The statement made by Dominic Raab, the Deputy Prime Minister, in the House of Commons on 27 April 2022.
In accordance with section 36 of the Terrorism Act 2006, Jonathan Hall QC, the independent reviewer of terrorism legislation (IRTL), has prepared a report on terrorism in prisons which was laid before the House today.
Today, I am publishing our response to the IRTL’s report, setting out how we are implementing the changes that he has recommended. This will also be published on gov.uk.
I welcome the IRTL’s review of terrorism in prisons, and thank him for carrying out such a detailed and thorough review. His findings present an invaluable opportunity for us to assess progress and further strengthen our approach in prisons, covering areas including terrorist risk behaviour, governor accountability, separation centres, joint working and legislation.
In his report, the IRTL acknowledges the significant improvements made to the counter-terrorism system since the horrific terrorist attacks in 2019-20 at Fishmongers’ Hall, Streatham, Reading and in HMP Whitemoor. We have already strengthened the law through the Terrorist Offenders (Restriction of Early Release) Act 2020 and the Counter-Terrorism and Sentencing Act 2021, putting an end to the automatic early release of terrorist offenders and introducing tougher sentences for the most serious terrorist offences. We have also invested in our ambitious step-up programme which provides a step change in our counter-terrorism capabilities through a raft of improvements including a joint intelligence hub to boost information sharing between security partners, a counter-terrorism assessment and rehabilitation centre to research, implement and evaluate rehabilitative interventions, and overhauling our counter-terrorism training offer to frontline staff.

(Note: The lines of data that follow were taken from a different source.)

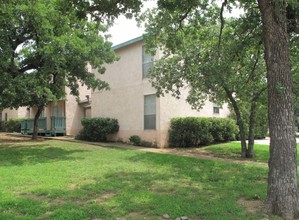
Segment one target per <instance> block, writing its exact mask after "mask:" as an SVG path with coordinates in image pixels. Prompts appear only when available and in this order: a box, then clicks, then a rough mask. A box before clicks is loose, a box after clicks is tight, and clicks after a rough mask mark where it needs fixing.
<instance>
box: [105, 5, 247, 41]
mask: <svg viewBox="0 0 299 220" xmlns="http://www.w3.org/2000/svg"><path fill="white" fill-rule="evenodd" d="M156 2H157V1H156V0H149V1H145V2H144V7H143V11H144V10H146V9H148V8H154V7H155V6H156ZM217 3H219V7H220V6H221V1H219V2H217ZM242 13H243V10H241V9H238V8H234V9H233V10H232V12H231V13H230V12H229V11H228V10H225V11H224V17H239V16H240V15H241V14H242ZM108 33H109V34H110V35H111V38H110V41H111V42H112V43H113V45H117V44H120V43H123V42H125V41H128V40H131V39H133V38H136V37H139V36H141V35H142V34H143V33H144V27H143V26H142V27H138V26H137V22H136V20H135V19H134V18H132V19H127V18H126V17H125V16H120V17H119V18H118V19H117V20H116V21H115V24H114V25H113V26H112V27H111V28H110V29H109V32H108Z"/></svg>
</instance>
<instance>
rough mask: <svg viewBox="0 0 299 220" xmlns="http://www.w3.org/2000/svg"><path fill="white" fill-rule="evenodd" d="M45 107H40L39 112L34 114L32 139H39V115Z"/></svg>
mask: <svg viewBox="0 0 299 220" xmlns="http://www.w3.org/2000/svg"><path fill="white" fill-rule="evenodd" d="M43 109H44V107H38V108H37V112H36V114H35V116H34V122H33V133H32V140H37V132H38V119H39V116H40V115H41V113H42V111H43Z"/></svg>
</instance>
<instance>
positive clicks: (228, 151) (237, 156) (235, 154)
mask: <svg viewBox="0 0 299 220" xmlns="http://www.w3.org/2000/svg"><path fill="white" fill-rule="evenodd" d="M297 147H298V145H297ZM203 149H205V150H206V151H209V152H211V153H212V154H213V156H215V157H221V158H228V159H237V160H248V159H246V158H241V144H240V143H236V142H229V143H225V144H216V145H211V146H208V147H204V148H203ZM253 153H254V157H253V158H251V159H249V160H252V161H256V162H264V163H267V162H268V161H269V145H261V144H255V145H254V149H253ZM297 158H298V159H299V151H297Z"/></svg>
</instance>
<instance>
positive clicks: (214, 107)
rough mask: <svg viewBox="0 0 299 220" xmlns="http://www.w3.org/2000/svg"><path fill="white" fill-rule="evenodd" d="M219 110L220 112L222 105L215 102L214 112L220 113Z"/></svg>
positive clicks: (213, 110) (214, 104)
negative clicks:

These measures are critical to strengthening our approach to fighting terrorism in prisons, but we are determined to go further. That is why I have accepted 12 of the IRTL’s recommendations, partially accepted another, and in some areas propose going beyond them.
We will invest an additional £1.2 million over three years to create a new separation centre and high-risk casework team. The specialised team will ensure that decisions to place prisoners in separation centres are taken in an effective and targeted way, in order to avoid the dissemination of poisonous ideology, prevent terrorist recruitment, and more generally protect the public.
We will also invest £6.1 million over three years to create a new close supervision centre unit with an extra 10 cells, increasing our capacity by 20%. These will hold some of the most violent men in the prison system who pose a significant risk of harm to our staff and other prisoners.
We have collaborated widely in considering each of Jonathan Hall’s recommendations, and I am grateful to the Home Secretary and partners across the criminal justice system for supporting this work. We honour the victims, families and communities that have been traumatised by terror by doing all we can to prevent future atrocities.